Die Ursache war dann auch schnell gefunden: ein Widerstand war hochohmig geworden und sorgte damit für das Schwingen eines Operationsvertärkers.


Viele Grüße,
Harald
 
Eigenschaft
 
Hallo Harald,

na ich hoffe, der Familienhund wurde angemessen belohnt für seine Hilfe :)
Aber da sieht man mal, was kleine Fehler alles bewirken können...
 
Hallo Harald,

auch eine Geschichte mit hohen Tönen, denn die List und die Last mit der TEST-CD hat meinem Kollegen die
Hochtöner in seinen wertvollen Bose-Boxen das Leben gekostet.

Es ist schon eine Weile her. Die CD-Player gab es schon.

Mein Kollege hatte erfahren, daß ich eine TEST-CD besitze mit der man Verstärker, Latsprecher usw. und sogar das eigene Gehör testen kann. - u.a. erzeugte die TEST-CD Frequenzen von 20 Hz bis 20 kHz von jeweils
20 sec. Länge - Ich habe sie Bernd geliehen. Am nächsten Tag kam er mit ganz langem Gesicht. Was war passiert?

Bern hatte beim Beginn seiner Hörgrenze seinen High-End Audio-Verstärker immer mehr aufgedreht bis ein kurzes helles tzisch dem Testen ein Ende machte. Die Hochtöner waren zerstört! Der Verstärker hat den Test bestanden!

Er hat sich daraufhin Focal-Lautsprecher zugelegt, war sehr zufrieden mit den Boxen und hat nie wieder einen Audiotest in dieser Art durchgeführt.

Gruß

Ulrich
 
Hallo Harald!

Na, das is ja mal ne Story. Kleine Ursache, große (und wohl auch teure und zernervende) Wirkung... Hauptsache der Verstärker hat nix abbekommen.

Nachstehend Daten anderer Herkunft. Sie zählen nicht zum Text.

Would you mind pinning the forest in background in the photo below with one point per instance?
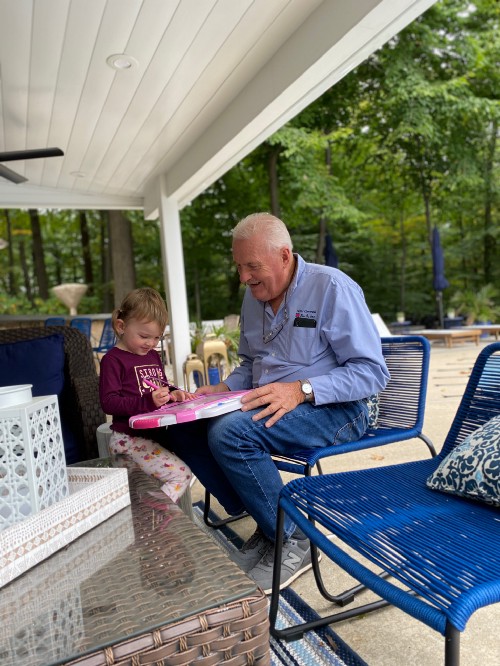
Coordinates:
(406, 142)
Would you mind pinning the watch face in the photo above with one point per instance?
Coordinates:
(306, 388)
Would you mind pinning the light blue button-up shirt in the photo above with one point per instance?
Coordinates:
(336, 345)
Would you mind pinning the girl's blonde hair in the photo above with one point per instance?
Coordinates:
(143, 304)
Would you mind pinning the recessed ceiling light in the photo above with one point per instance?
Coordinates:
(121, 61)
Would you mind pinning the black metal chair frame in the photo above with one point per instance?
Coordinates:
(407, 358)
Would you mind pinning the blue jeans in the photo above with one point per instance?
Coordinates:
(231, 454)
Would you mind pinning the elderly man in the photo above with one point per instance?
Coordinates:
(312, 355)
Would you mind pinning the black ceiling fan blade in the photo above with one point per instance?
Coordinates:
(30, 154)
(14, 177)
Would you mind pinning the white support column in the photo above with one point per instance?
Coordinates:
(175, 282)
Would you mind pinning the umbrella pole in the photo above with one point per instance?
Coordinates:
(439, 300)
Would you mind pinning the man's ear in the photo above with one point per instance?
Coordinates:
(286, 256)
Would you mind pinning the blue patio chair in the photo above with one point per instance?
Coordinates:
(83, 324)
(400, 407)
(107, 340)
(442, 548)
(55, 321)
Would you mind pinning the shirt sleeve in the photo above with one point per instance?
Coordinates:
(111, 394)
(353, 337)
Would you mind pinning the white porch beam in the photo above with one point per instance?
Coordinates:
(335, 39)
(175, 282)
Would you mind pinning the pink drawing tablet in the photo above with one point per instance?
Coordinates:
(203, 407)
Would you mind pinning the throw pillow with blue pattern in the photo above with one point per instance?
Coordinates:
(373, 407)
(472, 469)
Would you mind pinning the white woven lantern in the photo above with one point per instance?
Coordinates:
(32, 462)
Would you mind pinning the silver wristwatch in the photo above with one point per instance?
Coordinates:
(307, 390)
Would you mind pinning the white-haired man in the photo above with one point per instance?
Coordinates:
(312, 355)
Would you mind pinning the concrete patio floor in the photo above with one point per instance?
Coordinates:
(389, 637)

@ Ulrich: Da fällt mir auch eine Story dazu ein. Es gibt doch solche Bass-Test-CDs speziell für den Kfz-Tuning-Bereich. Ein Bekannter von mir war nach Einbau seines neuen Subwoofers im Auto so sehr von der Leistungsfähigkeit der Anlage überzeugt, dass er kurzerhand eine Bass-Test CD laufen lies, die Frequenzen von 5(!) Hz bei mörderischen Amplituden durch den Sub schickte. Als ich ihn wenig später nochmal danach fragte, meinte er nur, dass er mittlerweile schon wieder einen neuen Sub verbaut hätte (den Grund dafür wollte er mir nicht verraten... :) )

Grüße
Martin
 
Hallo,

zu dem Thema habe ich auch noch eine Anekdote. Im Alter von 25 Jahren habe ich in einem HiFi-Laden gearbeitet. Da kam ein Kunde mit einem Paar Thorens Lautsprecherboxen, bei dem beide Hochtöner durchgebrannt waren. Schwingspule blau angelaufen, also Überlastung. Der Kunde schwor aber, daß er keine Partys feiere und überhaupt nicht laut höre. Daraufhin baten wir den Kunden, auch die restlichen Komponenten seiner HiFi-Anlage vorbei zu bringen. Als wir dann an dem billig UKW-Tuner von Monacor einen Stereo-Sender eingestellt hatten, konnten wir den Fehler hören (über Kopfhörer). Der Tuner hatte keine Stereo-Pilotton-Unterdrückung, das ist ein 19kHz Sinuston, den wir nur hören konnten, weil wir noch jung waren. Die "Nenn-" oder Dauer- Belastbarkeit eines HiFi-Kalottenhochtöners liegt bei unter 1 Watt. Es gibt keine "Sinus-" Belastbarkeit bei Lautsprechern, weil die Dauerbelastbarkeit mit Rauschen und nicht mit Sinustönen ermittelt wird.